Nama itu juga yang kemudian dilirik seorang produsen yang konon katanya pernah punya kedai kopi kecil. Sekarang merek itu dengan sendirinya menjadi cepat populer karena dipopulerkan oleh kebiasaan orang di Banda Aceh menyebut tempat ngopi enak di masa lalu. Kopi Ulee Kareng.
Tapi bukan sebuah kebetulan juga jika rasa dari Kopi Ulee Kareng sachet ini sangat mirip dengan kopi legenda di Ulee Kareng masa lalu. Ibarat jelmaan dari episentrum kopi Ulee Kareng yang berubah wujud, sehingga banyak orang yang menjadikan kopi sachet ini pilihan kopi jika harus minum kopi sachet atau kangen dengan kopi Aceh saat berada di luar Aceh.
Termasuk saya, yang selalu menyimpan stock-nya di dalam tas kerja dan di rumah.

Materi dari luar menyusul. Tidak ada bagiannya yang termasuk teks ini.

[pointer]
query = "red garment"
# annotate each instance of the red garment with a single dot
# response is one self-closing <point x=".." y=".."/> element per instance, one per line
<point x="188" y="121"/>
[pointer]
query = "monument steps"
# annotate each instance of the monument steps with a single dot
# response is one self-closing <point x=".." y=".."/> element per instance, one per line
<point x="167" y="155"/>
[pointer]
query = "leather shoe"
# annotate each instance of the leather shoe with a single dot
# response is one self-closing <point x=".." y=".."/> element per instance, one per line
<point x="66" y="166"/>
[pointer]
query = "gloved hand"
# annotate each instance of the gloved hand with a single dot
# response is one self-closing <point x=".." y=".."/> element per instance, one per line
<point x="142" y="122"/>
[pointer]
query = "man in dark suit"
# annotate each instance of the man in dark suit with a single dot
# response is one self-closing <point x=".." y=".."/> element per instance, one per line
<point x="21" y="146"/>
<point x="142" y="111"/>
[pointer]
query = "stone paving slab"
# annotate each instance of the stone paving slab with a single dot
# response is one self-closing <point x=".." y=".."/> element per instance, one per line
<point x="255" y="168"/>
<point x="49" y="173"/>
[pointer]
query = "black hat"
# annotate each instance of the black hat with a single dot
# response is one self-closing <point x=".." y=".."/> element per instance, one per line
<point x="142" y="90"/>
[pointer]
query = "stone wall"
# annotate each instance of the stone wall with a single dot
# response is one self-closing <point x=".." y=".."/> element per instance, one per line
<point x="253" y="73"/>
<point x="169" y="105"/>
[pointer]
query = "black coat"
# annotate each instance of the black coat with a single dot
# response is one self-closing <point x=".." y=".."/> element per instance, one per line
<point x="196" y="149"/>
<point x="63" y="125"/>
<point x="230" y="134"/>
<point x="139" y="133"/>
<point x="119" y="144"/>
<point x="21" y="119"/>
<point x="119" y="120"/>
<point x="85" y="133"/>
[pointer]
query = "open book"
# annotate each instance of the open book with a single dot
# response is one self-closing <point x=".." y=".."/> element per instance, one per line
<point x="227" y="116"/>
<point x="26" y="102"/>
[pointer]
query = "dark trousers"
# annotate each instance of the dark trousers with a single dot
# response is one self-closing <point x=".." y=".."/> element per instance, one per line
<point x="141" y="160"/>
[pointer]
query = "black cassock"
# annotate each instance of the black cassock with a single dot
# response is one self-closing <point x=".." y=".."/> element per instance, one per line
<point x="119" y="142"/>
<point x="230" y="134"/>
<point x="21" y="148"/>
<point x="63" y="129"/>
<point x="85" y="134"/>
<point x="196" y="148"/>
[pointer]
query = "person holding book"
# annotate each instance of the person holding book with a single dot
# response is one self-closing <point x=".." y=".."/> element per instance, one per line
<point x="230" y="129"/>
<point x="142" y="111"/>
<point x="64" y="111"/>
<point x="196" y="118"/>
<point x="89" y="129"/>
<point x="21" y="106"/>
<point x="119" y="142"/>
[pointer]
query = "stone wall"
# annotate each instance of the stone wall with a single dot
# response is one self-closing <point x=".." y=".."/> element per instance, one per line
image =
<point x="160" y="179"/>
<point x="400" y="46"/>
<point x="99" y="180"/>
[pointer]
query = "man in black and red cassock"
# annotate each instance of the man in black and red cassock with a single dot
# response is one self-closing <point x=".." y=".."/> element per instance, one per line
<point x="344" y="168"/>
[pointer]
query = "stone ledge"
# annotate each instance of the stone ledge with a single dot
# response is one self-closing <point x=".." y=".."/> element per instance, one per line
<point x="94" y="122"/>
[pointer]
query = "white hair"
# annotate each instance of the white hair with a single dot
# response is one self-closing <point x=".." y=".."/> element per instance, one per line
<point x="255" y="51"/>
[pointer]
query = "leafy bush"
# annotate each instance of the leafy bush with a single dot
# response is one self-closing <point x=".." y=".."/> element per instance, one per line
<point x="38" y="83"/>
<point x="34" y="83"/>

Tinggal gunting, tuang, aduk dengan sedikit air panas biar nge-blend, selanjutnya tinggal pilih mau diseruput panas, atau diminum dingin dengan tambahan es batu.
Segelas Kopi Sachet Ulka Meng-inspirasi
Bagi saya segelas kopi menuangkan banyak inspirasi, terutama ketika pekerjaan bertumpuk, ritme jadwal tidur terganggu, sakit kepala menjalar sekujur kepala atau bahkan setengahnya.
Ketika kopi atau tepatnya komposisi kafein dalam takaran yang menurut saya “pas” dengan mood, dengan segera merubah suasana menjadi nyaman dan seketika inspirasi mengalir, termasuk ketika menuliskan narasi tentang kopi ini.
Syukurlah jika kopi ternyata tidak berdampak pada warna kulit, kecuali sedikit kekuatiran karena kopi diduga menjadi pemicu penyakit.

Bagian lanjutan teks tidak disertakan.